Kapının son çalınışı da başlangıcın tekrarı aslında. Yine başladığımız yere, yani Ionesco’ya dönüyoruz. “Kral ölüyor.” Doyumsuz tarafımız, yani her zaman mutluluk ve neşeye aç oluşumuzla çetin ve derin bir mücadeleye tutuşuyor kral. İnsanlar umut etmekten ve hayal kurmaktan vazgeçmezken, sahip oldukça hep bir fazlasını isterler. Ve bu, esasında sürekli mutsuz olma durumuna dayatılmış bir merdivendir. Çünkü hedefe ulaşıp umut edilen şey ele geçirilince, yepyeni bir arzu çalar kapımızı. Sahip olmadıklarımızın eksikliği herkeste vardır. Bu kişi kral bile olsa. Hükmettikçe, erke sahip oldukça daha fazlasını ister. Ve bir süre sonra halkı için kılını dahi kıpırdatmadığından habersiz, “Oblamov” suretiyle ölene kadar bir şeyleri değiştirmeye üşenir. Hoş, ölüm lafını ağzına almaması da, zamanın ondan alacağı intikamın lezzetini kat be kat arttıracaktır.
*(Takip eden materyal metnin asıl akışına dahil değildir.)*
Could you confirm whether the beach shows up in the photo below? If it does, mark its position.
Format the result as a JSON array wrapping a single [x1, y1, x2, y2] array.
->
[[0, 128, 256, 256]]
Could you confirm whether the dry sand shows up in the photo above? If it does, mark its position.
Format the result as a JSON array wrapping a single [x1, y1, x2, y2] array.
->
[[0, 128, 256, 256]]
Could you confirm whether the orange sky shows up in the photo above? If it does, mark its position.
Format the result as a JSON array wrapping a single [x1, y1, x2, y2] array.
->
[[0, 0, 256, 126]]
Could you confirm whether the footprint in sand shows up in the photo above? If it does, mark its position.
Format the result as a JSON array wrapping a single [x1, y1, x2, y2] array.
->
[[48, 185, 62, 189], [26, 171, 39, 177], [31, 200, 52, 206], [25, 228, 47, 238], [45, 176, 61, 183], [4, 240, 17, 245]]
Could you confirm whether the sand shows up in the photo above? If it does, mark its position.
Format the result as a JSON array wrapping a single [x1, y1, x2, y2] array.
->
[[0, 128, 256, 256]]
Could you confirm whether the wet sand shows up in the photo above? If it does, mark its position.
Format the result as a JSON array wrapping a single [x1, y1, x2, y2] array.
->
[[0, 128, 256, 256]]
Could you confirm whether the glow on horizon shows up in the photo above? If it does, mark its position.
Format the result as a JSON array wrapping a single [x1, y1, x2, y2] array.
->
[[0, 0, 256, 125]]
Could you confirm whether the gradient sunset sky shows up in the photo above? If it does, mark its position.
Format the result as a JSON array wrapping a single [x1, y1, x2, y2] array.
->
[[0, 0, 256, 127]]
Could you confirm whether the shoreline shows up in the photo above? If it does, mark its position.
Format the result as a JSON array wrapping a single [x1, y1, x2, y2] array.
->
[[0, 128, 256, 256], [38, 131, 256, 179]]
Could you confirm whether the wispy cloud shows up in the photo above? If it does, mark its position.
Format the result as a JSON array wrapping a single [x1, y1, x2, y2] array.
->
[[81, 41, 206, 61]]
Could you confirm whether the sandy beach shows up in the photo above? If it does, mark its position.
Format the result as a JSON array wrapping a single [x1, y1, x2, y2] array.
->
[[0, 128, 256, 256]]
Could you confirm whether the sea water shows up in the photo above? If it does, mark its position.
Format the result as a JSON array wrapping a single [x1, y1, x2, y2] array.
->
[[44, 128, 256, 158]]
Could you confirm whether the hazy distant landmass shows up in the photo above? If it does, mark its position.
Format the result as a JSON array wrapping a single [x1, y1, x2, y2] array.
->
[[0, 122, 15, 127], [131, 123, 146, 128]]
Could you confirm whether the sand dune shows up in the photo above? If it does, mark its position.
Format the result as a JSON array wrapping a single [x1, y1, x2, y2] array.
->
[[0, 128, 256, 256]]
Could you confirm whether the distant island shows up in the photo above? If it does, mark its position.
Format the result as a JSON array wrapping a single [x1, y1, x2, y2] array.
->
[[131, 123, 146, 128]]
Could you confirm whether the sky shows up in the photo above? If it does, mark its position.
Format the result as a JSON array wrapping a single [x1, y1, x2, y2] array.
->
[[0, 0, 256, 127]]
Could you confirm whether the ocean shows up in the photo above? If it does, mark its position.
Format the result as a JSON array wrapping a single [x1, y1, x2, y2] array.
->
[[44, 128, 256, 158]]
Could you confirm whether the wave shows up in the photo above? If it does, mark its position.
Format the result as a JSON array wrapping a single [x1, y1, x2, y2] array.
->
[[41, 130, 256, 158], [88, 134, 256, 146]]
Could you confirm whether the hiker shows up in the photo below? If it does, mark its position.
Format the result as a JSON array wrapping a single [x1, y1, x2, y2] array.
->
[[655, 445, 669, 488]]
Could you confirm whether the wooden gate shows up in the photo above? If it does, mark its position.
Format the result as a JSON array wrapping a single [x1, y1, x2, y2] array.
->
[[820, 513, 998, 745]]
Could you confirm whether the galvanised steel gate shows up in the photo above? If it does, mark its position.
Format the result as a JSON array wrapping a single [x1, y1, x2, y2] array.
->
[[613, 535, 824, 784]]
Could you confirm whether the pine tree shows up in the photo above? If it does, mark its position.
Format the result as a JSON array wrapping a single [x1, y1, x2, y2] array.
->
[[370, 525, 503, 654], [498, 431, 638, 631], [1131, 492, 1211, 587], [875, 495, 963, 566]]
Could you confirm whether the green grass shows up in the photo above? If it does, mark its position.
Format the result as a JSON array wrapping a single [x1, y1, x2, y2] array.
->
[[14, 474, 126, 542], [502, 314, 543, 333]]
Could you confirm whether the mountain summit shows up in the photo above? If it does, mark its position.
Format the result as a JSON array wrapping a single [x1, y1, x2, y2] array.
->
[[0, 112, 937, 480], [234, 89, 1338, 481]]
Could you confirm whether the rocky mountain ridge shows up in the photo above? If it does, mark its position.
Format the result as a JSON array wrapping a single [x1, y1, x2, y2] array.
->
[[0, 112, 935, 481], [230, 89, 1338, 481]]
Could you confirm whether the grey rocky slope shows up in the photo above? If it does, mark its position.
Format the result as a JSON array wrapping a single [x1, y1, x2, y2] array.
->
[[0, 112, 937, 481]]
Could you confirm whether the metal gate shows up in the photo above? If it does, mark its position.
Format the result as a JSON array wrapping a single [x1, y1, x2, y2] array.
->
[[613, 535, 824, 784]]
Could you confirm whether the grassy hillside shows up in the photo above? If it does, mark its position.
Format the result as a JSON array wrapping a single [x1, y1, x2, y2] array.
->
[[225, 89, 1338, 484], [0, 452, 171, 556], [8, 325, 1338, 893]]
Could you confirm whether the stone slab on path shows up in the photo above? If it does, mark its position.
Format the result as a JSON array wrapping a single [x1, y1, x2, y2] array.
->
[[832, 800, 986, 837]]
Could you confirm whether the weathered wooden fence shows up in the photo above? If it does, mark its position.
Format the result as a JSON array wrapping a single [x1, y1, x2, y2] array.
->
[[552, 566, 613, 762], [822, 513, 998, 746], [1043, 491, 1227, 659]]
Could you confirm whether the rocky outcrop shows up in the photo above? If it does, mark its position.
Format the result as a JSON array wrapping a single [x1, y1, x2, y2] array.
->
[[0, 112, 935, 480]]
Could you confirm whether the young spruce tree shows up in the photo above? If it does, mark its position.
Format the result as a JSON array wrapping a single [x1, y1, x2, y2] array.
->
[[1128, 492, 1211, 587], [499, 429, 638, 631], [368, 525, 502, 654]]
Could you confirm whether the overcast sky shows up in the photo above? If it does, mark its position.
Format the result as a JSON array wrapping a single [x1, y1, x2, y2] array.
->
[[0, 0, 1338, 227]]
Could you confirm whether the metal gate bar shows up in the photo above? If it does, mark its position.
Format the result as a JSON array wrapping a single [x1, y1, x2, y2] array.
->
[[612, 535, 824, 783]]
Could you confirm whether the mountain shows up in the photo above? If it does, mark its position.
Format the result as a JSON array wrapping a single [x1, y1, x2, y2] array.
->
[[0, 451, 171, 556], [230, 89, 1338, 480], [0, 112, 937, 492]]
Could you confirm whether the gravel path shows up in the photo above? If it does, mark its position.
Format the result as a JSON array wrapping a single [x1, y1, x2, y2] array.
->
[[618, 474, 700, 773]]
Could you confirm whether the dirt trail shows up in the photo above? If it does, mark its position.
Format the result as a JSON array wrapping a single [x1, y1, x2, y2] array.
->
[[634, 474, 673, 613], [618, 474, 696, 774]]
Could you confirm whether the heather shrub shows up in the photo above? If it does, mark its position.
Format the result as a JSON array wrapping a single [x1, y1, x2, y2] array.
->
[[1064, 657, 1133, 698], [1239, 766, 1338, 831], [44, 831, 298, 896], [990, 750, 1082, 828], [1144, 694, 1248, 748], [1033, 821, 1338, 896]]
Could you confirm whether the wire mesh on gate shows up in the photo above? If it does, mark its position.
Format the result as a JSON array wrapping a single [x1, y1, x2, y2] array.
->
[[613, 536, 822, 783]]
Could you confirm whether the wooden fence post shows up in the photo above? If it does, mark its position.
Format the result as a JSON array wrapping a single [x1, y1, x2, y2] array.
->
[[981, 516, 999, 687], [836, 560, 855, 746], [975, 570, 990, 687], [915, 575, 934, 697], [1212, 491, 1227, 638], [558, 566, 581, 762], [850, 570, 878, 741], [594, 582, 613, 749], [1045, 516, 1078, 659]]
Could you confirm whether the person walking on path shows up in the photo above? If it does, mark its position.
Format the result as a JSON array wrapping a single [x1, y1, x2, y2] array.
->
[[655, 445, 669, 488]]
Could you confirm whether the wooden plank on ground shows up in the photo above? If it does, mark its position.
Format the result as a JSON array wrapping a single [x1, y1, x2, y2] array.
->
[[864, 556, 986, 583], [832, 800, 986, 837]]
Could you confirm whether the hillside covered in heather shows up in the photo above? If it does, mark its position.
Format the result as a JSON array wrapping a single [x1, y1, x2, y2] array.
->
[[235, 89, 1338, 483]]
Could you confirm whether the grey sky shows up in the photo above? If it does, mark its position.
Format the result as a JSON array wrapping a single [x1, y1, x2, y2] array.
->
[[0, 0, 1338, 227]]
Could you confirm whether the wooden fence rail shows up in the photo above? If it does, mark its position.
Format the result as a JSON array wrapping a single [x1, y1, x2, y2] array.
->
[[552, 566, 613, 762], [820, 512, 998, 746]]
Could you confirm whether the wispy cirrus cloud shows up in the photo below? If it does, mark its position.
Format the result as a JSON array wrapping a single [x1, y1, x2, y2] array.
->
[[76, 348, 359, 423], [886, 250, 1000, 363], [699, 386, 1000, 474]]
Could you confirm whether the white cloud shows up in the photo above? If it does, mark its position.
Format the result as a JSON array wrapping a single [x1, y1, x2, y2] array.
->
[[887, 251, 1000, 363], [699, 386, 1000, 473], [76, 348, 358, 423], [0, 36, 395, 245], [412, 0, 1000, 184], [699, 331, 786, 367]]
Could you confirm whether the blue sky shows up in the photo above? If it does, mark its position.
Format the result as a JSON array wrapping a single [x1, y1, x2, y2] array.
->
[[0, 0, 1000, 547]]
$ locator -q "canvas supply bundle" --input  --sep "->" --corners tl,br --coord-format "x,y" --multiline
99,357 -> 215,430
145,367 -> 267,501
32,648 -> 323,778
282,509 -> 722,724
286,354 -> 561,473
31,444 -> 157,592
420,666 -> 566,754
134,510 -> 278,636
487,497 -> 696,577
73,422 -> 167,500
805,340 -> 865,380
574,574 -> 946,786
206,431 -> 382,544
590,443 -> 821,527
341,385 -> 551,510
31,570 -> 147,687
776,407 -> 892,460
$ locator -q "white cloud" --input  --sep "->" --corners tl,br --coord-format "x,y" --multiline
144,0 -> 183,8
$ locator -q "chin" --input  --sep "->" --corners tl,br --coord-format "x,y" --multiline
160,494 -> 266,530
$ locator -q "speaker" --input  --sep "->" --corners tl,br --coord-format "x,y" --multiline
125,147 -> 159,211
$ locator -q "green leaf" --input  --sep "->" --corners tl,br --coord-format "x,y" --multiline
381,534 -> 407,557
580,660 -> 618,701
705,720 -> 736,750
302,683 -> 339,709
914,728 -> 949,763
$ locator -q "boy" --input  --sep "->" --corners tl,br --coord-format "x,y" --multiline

Özetle İşgüzar Bir Tekerrür, çok dinamik, tempolu ve sıradışı kurgusuyla baş döndürücü bir oyun. Ant Aksan yönetmenliğinde seyrettiğim bütün oyunların yüksek çıtada olduğunu söyleyebilirim. Aslı Ceren Bozatlı’nın sihirli kalemi de parıldatmış metni. Bölümler içerisinde yaşatılan oyunla, bağ kurulması gereken nesnenin veya eylemin vurgusu bir parça daha yapılabilirdi belki. Ama alkışın büyüğü hep gözle görülen, rahatça işitilen tarafa gider ya, elbette oyunu bu denli yaşanılası kılan muhteşem ikili alacak aslan payını.
Murat Sağlam ve Elif Arslan, bitmek tükenmek bilmeyen enerjileriyle rolden role adeta tavşan gibi sıçrıyorlar ve her seferinde seyircinin bam teline dokunup onları gafil avlamayı başarıyorlar. Murat Sağlam, daha sakin, oyunu orta sahadan kurmakla uğraşır gibi görünürken, Elif Arslan her an her şeyi yapabilir edasıyla izleyicinin heyecan ve merakını ayakta tutuyor. Ele avuca sığmaz bir çocuğun taşkınlık yaparkenki sempatisine sahip, çok özel bir oyuncu o. Murat Sağlam’ın kontrolcü tavrı ile hoş bir zıtlık oluşturdukları kesin ve bu ikilinin oyun arkadaşı olarak birbirlerini çok iyi tamamladıkları su götürmez bir gerçek. İkilinin diyaloglarını sıradanlaştığı ve düştüğü yerler yok denecek kadar az.
Son olarak Tiyatro Peron ailesine değinmeden edemeyeceğim. Çünkü gerçek bir aile samimiyeti sunuyorlar izleyicilere. Oraya oyun seyretmeye gittiğiniz vakit karşılaştığınız atmosfer sizi içine çekiyor. Misafir kimliğine bürünüveriyorsunuz. Sanki bilet almamış, bir arkadaşınıza çay içmeye gitmiş gibi. Şehrin debdebesinin ortasında sanat oksijeni sundukları için teşekkürler Tiyatro Peron’a.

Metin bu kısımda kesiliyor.